Whether you were lucky enough to amicably negotiate a parenting plan with your ex or you went to court because you couldn’t agree on anything, you expect them to abide by your arrangements. Unfortunately, you may have noticed a distressing trend.
The more time that passes, the more frequently your ex seems to cancel their parenting time. A single cancellation occasionally is inevitable, as unusual demands can arise in anyone’s life. However, if your ex has made a habit of canceling at the last minute or blowing off a weekend with the children with promises to make it up to the children later, you may need to start keeping records of when they don’t show up so that you can get a custody modification.
There are two very good reasons to change your custody arrangements when your ex doesn’t show up for their scheduled parenting time.
Canceled visits are hard on the children
Kids do not understand the nuances of adult life or how a well-intentioned parent can put their own business ahead of doing what is best for the kids. Even if you and your ex provide explanations for each canceled session, they will take it personally.

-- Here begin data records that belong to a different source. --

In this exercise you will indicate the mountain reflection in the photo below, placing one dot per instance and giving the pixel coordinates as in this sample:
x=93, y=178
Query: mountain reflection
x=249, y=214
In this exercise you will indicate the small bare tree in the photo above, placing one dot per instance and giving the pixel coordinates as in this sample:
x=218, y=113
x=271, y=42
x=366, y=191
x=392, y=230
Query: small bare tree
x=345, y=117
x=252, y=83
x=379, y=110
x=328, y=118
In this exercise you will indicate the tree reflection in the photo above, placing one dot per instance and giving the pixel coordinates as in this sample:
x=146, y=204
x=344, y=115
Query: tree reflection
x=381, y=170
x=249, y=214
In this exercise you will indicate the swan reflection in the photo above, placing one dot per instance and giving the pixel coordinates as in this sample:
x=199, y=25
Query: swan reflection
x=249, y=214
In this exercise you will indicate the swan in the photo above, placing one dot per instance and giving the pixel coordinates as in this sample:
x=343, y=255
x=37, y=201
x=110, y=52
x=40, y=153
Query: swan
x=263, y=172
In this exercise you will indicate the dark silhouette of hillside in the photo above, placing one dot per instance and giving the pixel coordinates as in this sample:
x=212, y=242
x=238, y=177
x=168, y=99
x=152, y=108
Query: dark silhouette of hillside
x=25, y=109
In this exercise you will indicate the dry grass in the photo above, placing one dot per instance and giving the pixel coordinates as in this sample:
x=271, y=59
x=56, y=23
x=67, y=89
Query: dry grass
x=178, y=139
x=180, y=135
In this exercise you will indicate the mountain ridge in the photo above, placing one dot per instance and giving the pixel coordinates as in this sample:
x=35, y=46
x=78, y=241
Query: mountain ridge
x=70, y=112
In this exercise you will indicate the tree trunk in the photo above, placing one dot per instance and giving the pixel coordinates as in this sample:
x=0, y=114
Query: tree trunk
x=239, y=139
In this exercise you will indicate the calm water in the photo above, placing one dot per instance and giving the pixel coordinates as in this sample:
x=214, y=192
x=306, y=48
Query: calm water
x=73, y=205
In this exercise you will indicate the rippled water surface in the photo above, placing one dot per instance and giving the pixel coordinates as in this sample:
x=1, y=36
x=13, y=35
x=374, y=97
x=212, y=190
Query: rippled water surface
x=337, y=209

They will feel rejected and abandoned. The more frequently it happens, the more it could damage their self-esteem or harm their relationship with the no-show parent. When you adjust the parenting plan to reflect your ex’s actual contributions, your children won’t have to wonder why the schedule keeps changing because someone doesn’t show up.
Both parents have responsibilities to the children
When your ex doesn’t show up for their time with the children, that isn’t just disruptive to your schedule. It also passes additional responsibility for the children to you.
The amount of child support you receive or pay reflects not just how much money you make but also how much time you spend with the children. If your ex consistently fails to arrive, you may want to reduce the number of overnight visits they have in the parenting plans, as that could affect the support obligations for your family as well.
Recognizing when it is time to ask for a custody modification can help you manage the stresses of shared custody more gracefully.